In their response to the State of the Union, Senators Marco Rubio and Rand Paul supported a Balanced Budget Amendment. Senator Paul:
To begin with, we absolutely must pass a Balanced Budget Amendment to the Constitution!
The amendment must include strict tax and spending limitations.
And Senator Rubio:
The real cause of our debt is that our government has been spending 1 trillion dollars more than it takes in every year. That’s why we need a balanced budget amendment.
Rubio doesn’t specifically mention the spending limitation that Paul mentions, but in a separate press release he endorses S. J. Res. 7, a Balanced Budget Amendment (BBA) that has been authored by Senator John Cornyn. While the text of S. J. Res. 7 is not yet posted, I believe it is the same as S. J. Res. 10 that Orrin Hatch sponsored in 2011. At any rate it is much more than a BBA. It combines a requirement for a balanced budget with an expenditure limit of 18% spending-to-GDP, not including spending used to pay off debt principal. (Interest payments, it would appear, count towards the 18%.) The Congress could waive the provisions with a 2/3rds vote in each body, and they would be automatically waived in the case of a declaration of war “against a nation-state.” In other defense emergencies, a three-fifths vote would be required. A 3/5ths vote of each body would also be required to increase the debt ceiling.
Several economists have pointed out that the spending limit is problematic for both being too low and for using a faulty denominator. Alan Viard at AEI has a readable piece explaining the problem. The denominator uses GDP for 2011 to cap spending for FY 2012-13, which begins 9 months after the end of 2012 and ends 21 months afterward.
I believe those of us who believe government spends too much and does too much are better served by referring to this not as a BBA but as an expenditure limitation amendment. If all you wanted was a BBA it is little more than a quibble whether the proper limit should be 18% versus 20% and whether the denominator is last year’s GDP or a forecast of this year’s. My colleagues in the economics profession can find the number, and I do not think supporters should get hung up on that. The goal is to “shackle the spenders“; the tightness of the shackles is secondary.

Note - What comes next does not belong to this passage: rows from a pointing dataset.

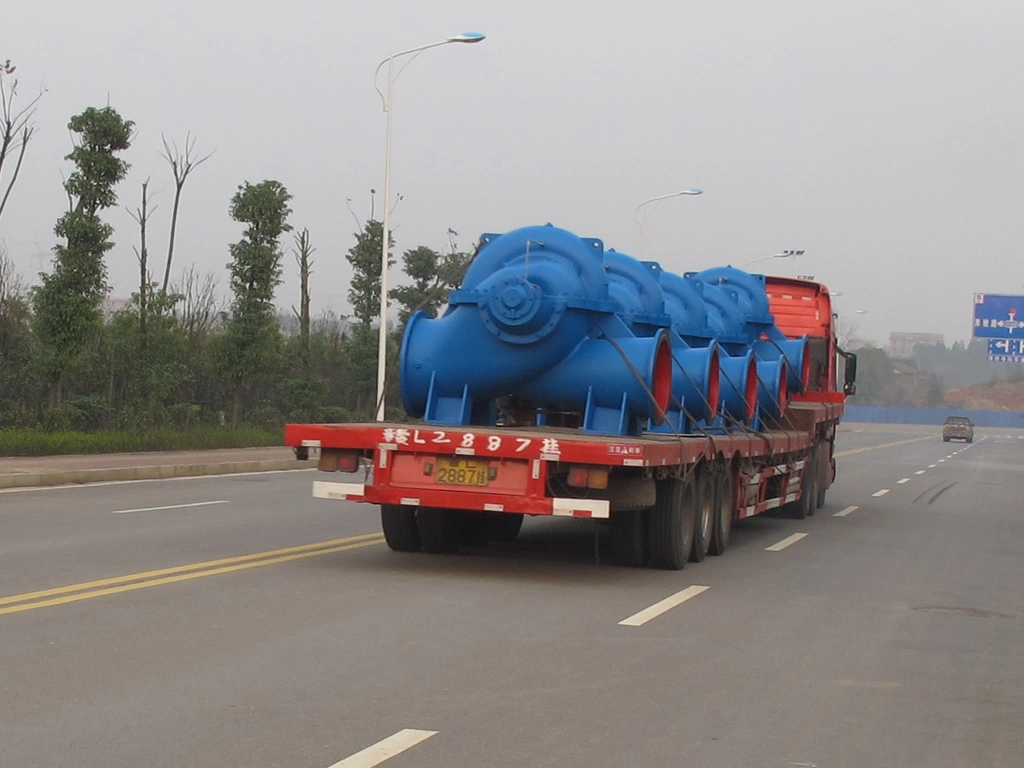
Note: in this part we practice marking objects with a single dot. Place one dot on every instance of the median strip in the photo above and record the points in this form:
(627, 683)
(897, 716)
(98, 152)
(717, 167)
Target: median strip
(115, 585)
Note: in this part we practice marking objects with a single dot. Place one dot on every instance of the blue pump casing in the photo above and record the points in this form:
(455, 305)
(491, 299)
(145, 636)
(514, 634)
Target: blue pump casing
(531, 323)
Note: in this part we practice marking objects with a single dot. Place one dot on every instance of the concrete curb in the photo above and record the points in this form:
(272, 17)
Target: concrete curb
(163, 471)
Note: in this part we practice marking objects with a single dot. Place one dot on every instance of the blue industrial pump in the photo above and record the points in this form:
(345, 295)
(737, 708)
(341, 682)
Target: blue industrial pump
(549, 328)
(532, 325)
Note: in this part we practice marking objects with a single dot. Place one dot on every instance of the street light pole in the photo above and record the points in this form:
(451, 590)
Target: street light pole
(780, 255)
(643, 222)
(468, 37)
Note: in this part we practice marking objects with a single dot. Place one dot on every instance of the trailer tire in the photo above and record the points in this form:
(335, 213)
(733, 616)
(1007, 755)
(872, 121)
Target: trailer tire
(629, 538)
(704, 518)
(398, 524)
(504, 526)
(437, 528)
(670, 524)
(725, 502)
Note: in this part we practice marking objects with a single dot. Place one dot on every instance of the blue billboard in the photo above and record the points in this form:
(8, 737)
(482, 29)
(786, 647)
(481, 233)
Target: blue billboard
(998, 316)
(1006, 350)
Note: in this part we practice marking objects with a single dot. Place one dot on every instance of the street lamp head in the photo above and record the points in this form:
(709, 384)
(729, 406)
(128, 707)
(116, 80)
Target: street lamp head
(467, 37)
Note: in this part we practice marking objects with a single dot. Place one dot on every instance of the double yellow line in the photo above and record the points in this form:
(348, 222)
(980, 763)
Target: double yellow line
(884, 444)
(87, 590)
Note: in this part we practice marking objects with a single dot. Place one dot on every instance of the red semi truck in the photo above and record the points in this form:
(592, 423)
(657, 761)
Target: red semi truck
(669, 499)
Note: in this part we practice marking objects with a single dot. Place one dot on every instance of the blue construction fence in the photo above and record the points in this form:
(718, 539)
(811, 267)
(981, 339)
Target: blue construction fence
(890, 415)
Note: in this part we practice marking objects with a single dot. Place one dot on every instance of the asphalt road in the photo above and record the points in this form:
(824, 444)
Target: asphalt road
(238, 622)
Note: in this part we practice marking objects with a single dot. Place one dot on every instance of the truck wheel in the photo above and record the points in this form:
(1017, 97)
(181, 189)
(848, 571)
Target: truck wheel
(704, 524)
(629, 537)
(399, 528)
(438, 531)
(670, 524)
(504, 526)
(725, 501)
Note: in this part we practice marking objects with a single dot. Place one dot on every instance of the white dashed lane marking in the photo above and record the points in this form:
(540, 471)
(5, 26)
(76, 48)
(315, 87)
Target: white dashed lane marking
(662, 606)
(385, 750)
(785, 543)
(169, 506)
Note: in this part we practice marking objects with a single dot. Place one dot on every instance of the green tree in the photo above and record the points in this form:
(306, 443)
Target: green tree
(16, 383)
(433, 276)
(251, 344)
(68, 303)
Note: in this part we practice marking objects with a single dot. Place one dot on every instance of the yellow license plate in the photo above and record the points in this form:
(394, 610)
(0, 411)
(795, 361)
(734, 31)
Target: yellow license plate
(462, 472)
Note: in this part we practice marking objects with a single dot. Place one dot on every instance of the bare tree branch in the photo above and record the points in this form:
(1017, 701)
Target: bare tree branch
(16, 128)
(182, 164)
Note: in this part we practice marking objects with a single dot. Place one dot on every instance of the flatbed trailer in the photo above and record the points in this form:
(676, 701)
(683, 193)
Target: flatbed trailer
(668, 498)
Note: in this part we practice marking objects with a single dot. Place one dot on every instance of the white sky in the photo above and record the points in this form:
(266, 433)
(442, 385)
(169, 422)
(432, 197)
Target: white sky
(884, 137)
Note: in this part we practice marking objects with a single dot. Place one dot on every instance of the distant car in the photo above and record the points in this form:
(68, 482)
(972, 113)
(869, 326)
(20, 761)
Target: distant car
(957, 428)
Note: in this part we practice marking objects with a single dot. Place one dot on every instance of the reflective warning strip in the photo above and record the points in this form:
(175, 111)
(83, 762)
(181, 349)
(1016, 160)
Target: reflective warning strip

In supporting a BBA, Nobel laureate James Buchanan, in a 1994 speech to the National Tax Association, made a distinction between a rule that defines a procedure through which a governing body makes decisions and a rule that “acts directly on the outcomes that any such decisions might describe.” What may trouble some is that the expenditure limit is a rule that acts directly on outcomes. But I would disagree with that.
First, the bad rap expenditure limits have gotten is largely based on the experience in Colorado, but in this case there was a marked decline in tax revenues that forced the government there to cut spending sharply. That would not likely be the case in the U.S. nationwide, where achieving 18% revenues to GDP (for the unified budget) has been the historical norm. It’s just that spending has been 20%. Given the size of our debt, capping at the lower number would make some sense, so that in flush years the government could pay down some our principal.

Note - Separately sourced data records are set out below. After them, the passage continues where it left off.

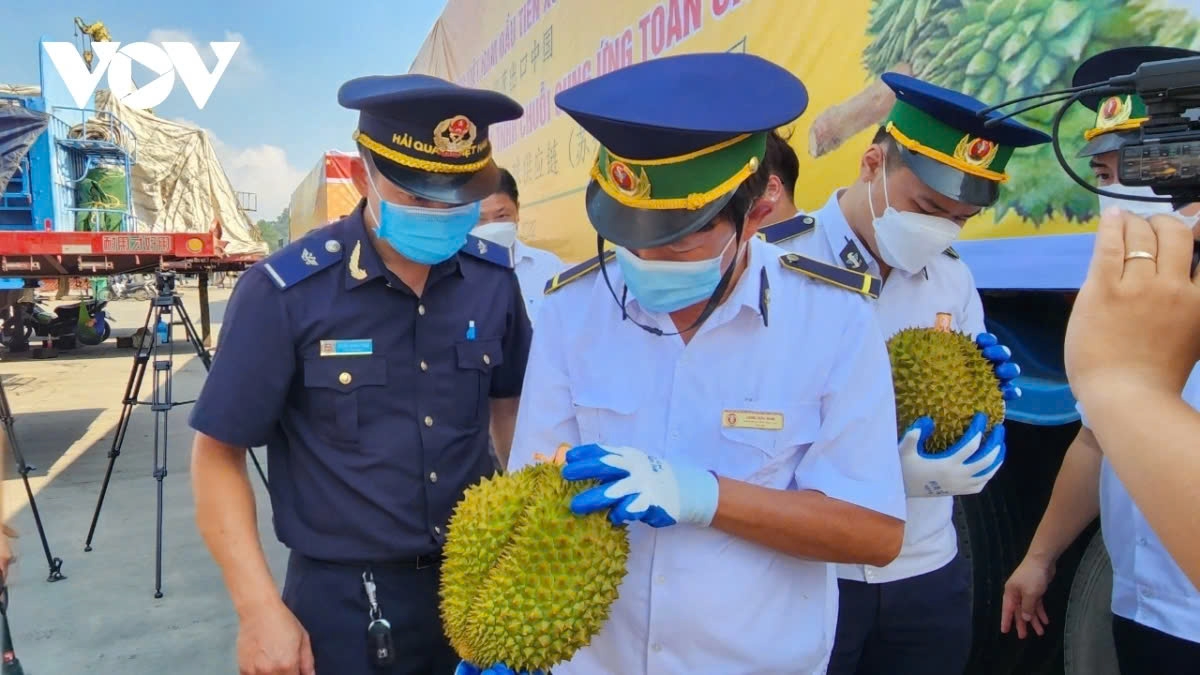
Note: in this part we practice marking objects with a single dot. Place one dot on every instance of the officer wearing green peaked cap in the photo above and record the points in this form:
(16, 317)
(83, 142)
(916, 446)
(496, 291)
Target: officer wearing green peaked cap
(736, 478)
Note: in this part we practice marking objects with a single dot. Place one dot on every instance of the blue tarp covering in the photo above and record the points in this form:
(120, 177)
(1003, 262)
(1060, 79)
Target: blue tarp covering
(1050, 262)
(19, 127)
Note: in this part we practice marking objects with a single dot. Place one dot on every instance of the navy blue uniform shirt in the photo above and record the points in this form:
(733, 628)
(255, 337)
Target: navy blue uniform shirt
(372, 402)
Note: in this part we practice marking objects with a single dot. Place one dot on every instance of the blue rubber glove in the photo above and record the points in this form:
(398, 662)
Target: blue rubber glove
(1006, 370)
(466, 668)
(964, 469)
(640, 487)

Second, Buchanan’s larger point was that it was time to end the disconnect between spending and revenue that happens only in government. The procedure you and I go through to balance a budget is a norm: we spend what we earn, eventually, over a lifetime. We borrow a little, often early in life when our incomes are less, and repay as our incomes grow with our experience and our skills. Buchanan argued that Keynes had unleashed something by saying it was okay to spend a little more when times were bad. We all want to do that. We all want to eat more on Thanksgiving or drink more on New Year’s Eve. It’s the diet and abstinence in January that are hard.
Government spending for a wide array of goods may be authorized, and every one of these goods may be valued positively by some or all constituents. The approval of these rates of spending may, however, proceed without explicit regard to the genuine opportunity cost that must ultimately be measured in the sacrifice by someone, sometime, of other values that might have been produced.
Using a cap on expenditures would force the present generation, at the margin, to face the opportunity cost, while a Balanced Budget Amendment compels it not to shift that cost to a future generation. The Congress and the President need a procedure that leads to a balanced budget, and they need shackles to stop the spending bias inherent in our system. A process or procedural rule like that belongs in our Constitution.